For the purposes of redistricting this year, the county had a decline of 4.5 percent, so each of the five commission districts should have 5,637 people, plus or minus 5 percent, Morrison said.

"This number is based on total population," he explained. "It is not just registered voters."

He said the redistricting could not dilute the voting strength of ethnic or language minority groups, such as Native Americans, African-Americans or Hispanics, so that a minority population has an opportunity to elect a candidate of their choice, according to the Voting Rights Act. Also, a district cannot be created in which race is the predominant criterion for the district. Districts must also be compact and contiguous, with no islands of territory. Other factors include communities of interest, which includes respecting political subdivisions, neighborhoods and geographic boundaries, respecting cultural and historical traditions, maintaining the core of existing districts and avoiding the pairing of incumbents.

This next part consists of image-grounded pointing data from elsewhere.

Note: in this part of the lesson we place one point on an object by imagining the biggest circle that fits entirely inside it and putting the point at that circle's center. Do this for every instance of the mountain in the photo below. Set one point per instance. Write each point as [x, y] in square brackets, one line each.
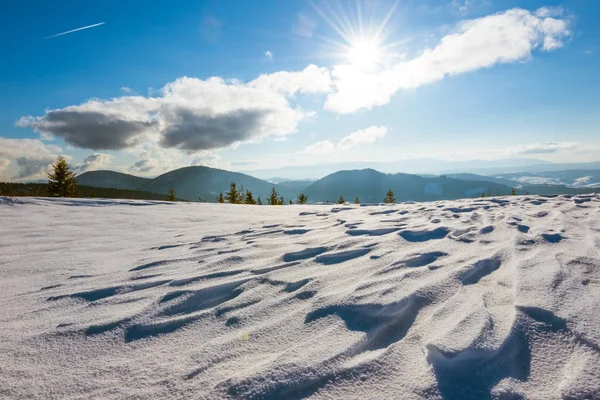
[188, 182]
[297, 185]
[573, 178]
[191, 182]
[412, 166]
[112, 179]
[484, 178]
[370, 186]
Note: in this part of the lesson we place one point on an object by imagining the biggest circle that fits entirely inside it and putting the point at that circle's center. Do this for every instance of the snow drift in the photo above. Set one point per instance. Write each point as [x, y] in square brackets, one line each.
[471, 299]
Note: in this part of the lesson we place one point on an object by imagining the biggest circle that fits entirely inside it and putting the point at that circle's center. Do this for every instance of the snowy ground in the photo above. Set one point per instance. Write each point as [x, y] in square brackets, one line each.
[483, 298]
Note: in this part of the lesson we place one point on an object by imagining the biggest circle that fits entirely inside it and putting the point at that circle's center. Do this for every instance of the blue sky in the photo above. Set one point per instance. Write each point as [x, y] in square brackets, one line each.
[249, 85]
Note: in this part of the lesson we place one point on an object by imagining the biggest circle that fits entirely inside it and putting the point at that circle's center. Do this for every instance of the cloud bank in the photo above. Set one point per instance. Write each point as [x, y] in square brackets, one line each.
[190, 114]
[506, 37]
[196, 116]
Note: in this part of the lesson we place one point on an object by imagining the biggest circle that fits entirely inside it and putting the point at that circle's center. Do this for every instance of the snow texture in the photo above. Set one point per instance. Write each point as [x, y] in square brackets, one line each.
[491, 298]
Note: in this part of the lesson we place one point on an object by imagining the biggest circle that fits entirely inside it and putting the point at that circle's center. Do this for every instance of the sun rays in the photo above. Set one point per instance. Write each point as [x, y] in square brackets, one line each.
[362, 41]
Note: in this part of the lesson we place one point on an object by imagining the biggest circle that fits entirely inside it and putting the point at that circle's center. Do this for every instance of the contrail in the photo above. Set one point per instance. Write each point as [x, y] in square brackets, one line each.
[74, 30]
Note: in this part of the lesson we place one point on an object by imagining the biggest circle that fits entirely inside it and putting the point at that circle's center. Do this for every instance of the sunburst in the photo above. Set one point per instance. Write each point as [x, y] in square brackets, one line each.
[361, 44]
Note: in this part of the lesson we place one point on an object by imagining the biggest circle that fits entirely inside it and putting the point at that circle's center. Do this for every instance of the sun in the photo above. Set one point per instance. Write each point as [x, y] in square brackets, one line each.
[364, 53]
[362, 42]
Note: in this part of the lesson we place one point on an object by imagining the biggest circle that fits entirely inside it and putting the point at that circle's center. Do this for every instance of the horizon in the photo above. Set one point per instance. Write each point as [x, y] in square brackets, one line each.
[254, 88]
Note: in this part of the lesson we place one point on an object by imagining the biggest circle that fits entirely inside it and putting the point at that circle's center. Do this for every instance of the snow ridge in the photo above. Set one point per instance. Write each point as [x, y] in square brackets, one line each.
[492, 298]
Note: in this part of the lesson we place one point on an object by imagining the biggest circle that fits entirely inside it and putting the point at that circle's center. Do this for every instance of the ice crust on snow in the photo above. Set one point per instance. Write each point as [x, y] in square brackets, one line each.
[490, 298]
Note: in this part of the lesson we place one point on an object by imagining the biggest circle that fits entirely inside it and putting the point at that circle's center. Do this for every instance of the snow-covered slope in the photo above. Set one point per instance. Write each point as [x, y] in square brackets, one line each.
[473, 299]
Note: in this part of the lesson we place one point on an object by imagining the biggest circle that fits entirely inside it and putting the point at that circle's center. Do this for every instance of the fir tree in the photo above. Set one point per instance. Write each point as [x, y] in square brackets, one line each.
[233, 196]
[302, 199]
[389, 197]
[171, 196]
[61, 181]
[249, 198]
[273, 198]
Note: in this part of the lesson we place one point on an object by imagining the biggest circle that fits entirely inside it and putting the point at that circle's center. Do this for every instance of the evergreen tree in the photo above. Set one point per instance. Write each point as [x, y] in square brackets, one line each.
[233, 196]
[302, 199]
[249, 198]
[171, 196]
[62, 181]
[273, 198]
[389, 197]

"District 1 is 9 percent off, so it is below the 5 percent standard and District 4 is 7 percent high, so above the 5 percent standard," Morrison said. "Plan A is the status quo, with the county willing to split precincts and change Pinos Altos from District 4 into District 1, with a split of Precinct 9, putting Manhattan Park into District 1."

Plan B sticks to the precinct levels, with the only changes moving precincts 3 and 4 into District 1 from District 4.

District 1 Commissioner and Chair Chris Ponce asked if he was hearing that Plan A is the better plan.

"It puts all of Pinos Altos into one district and puts one neighborhood of Santa Clara into District 1," Morrison confirmed. "It affects the least number of people."

District 3 Commissioner Alicia Edwards asked if it was significant that the Plan A puts everything closer to the same percentages of residents.

"Yes, because if the percentages are closer to the ideal populations, the chances of having to change it next time decrease, but there are no promises," Morrison said. "In Plan A, District 1 would have the most changes. Pinos Altos is currently in District 4 and would go into District 1."

Clerk Marisa Castrillo, who attended by phone, said the Grant County Clerk's Office is recommending Plan A. "It has the closest numbers with the least amount of disruption."

District 4 Commissioner Billy Billings asked how much the changes would cost Grant County.

County Manager Tim Zamora said they had worked through it but didn't have the numbers with him.

Morrison replied: "I know we have the numbers, and I will get them to you."

At the regular meeting commissioners approved Plan A unanimously.